In response to a TR investigation, Dustin Daniels, Mayor Gillum’s Chief of Staff, told Jeff Burlew of the Tallahassee Democrat that the software purchased from a self described progressive/liberal vendor was needed by the Mayor’s Office to communicate with constituents.
“We use it for our communications with constituents for large events like the Longest Table or our community summit on children, which requires thousands of messages and interactions with specific lists of community members,” he said.
However, the City of Tallahassee and taxpayers invest approximately $1.5 million each year to employ approximately 14 people in the City’s Communications Department.
The listed goals of the Communications Department are:
- to inform citizens about city government and foster a desire for citizens to be involved with their city government,
- serve as the primary conduit of important information for citizens regarding city projects, and
- increase the departmental use of television to create citizen awareness, and utilizing highly creative communication techniques to attract attention to city projects among the vast array of issues competing for citizens’ attention.
Also, the City’s Communications Department has the following resources:
- an e-mail subscription service which has 19,199 subscribers with over 1.34 million emails sent via the subscription system from January to December 2014,
- 21 Facebook accounts with over 33,092 “fans” and
- 12 twitter accounts with 25,351 followers.

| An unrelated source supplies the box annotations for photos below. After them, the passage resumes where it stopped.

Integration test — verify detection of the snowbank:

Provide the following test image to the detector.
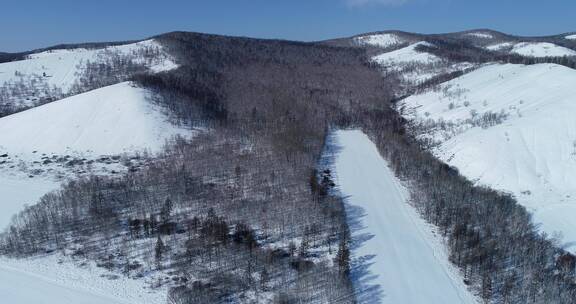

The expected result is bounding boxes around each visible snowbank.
[334,131,475,304]
[0,82,191,156]
[400,64,576,252]
[354,33,405,48]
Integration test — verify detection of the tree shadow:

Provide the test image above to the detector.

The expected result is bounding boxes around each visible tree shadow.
[319,132,385,303]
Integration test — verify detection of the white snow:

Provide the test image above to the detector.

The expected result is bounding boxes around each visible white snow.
[0,40,177,108]
[512,42,576,57]
[486,42,514,51]
[0,82,190,159]
[334,130,475,304]
[486,42,576,57]
[372,41,440,66]
[0,255,166,304]
[0,172,59,228]
[400,64,576,252]
[354,33,405,48]
[372,41,473,84]
[466,32,494,39]
[0,82,187,304]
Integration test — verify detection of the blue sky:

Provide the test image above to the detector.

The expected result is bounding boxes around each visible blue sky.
[0,0,576,52]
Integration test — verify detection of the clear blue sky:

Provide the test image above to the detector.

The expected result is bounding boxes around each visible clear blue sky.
[0,0,576,52]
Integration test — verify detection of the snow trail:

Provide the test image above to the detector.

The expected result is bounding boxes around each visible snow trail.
[334,130,476,304]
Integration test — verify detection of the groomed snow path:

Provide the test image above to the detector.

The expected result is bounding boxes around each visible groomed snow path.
[334,130,476,304]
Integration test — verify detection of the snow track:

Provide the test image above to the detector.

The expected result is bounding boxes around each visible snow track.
[400,64,576,252]
[334,130,476,304]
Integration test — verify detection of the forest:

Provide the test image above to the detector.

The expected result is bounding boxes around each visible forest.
[0,32,576,304]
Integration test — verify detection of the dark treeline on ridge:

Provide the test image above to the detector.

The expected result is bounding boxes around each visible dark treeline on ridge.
[0,32,576,304]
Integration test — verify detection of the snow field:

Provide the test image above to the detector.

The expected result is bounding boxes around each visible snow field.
[334,130,476,304]
[400,64,576,252]
[354,33,405,48]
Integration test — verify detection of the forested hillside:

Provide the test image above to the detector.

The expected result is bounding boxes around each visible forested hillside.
[0,32,576,304]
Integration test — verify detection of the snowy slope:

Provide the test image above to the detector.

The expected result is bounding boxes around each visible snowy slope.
[512,42,576,57]
[0,256,166,304]
[400,64,576,252]
[486,42,576,57]
[465,32,494,39]
[0,82,186,304]
[372,41,473,84]
[0,172,59,228]
[0,40,177,109]
[334,130,475,304]
[372,42,440,66]
[354,33,406,48]
[0,82,189,155]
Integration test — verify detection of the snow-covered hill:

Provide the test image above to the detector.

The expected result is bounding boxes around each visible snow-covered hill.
[0,82,192,304]
[354,33,408,48]
[0,82,188,157]
[399,64,576,251]
[486,42,576,58]
[0,82,192,228]
[334,130,475,304]
[372,41,473,86]
[0,40,177,111]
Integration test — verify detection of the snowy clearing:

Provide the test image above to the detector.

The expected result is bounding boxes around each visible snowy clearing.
[400,64,576,252]
[0,40,178,106]
[0,255,166,304]
[486,42,514,51]
[334,130,475,304]
[465,32,494,39]
[372,41,440,66]
[512,42,576,57]
[0,82,186,304]
[0,82,191,157]
[372,41,473,84]
[354,33,405,48]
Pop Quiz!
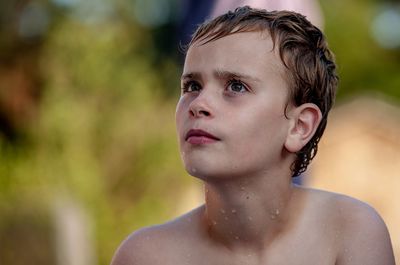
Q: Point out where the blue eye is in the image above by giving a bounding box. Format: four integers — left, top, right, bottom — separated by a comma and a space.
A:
182, 81, 201, 93
228, 80, 248, 93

So with all of this communication infrastructure, why does the Mayor’s Office spend money on their own software?
With the Mayor’s Office refusing to answer probing questions, TR is left to investigate through public records requests and by interviewing campaign experts.
Sources told TR that Gillum could be using the NGP VAN software to build a database so that when the time is right, a simple push of a button would allow for campaign fundraising and volunteer activities to begin.
The founder of NGP VAN, Nathaniel Pearlman, explained the uses of the software this way:
Well, there’s a lot of very specialized things that campaigns do that aren’t part of a standard CRM package that you might use or blast email tool or something. Those include you have to file, if you run for a federal office, you have to file a Federal Election Commission report.That’s all the spending that you make in a campaign and all the money in a particular format. Like a tax return.
If you run in a state-level contest, you have to do that with state reports and city reports. They all have different formats. That’s quite different. There are also things like canvassing, going door-to-door, managing your relationship with people out in the field. It’s a broad range of very specialized tasks that all have to be centered together in one piece of technology.
TR will continue to investigate and will report when new information becomes available.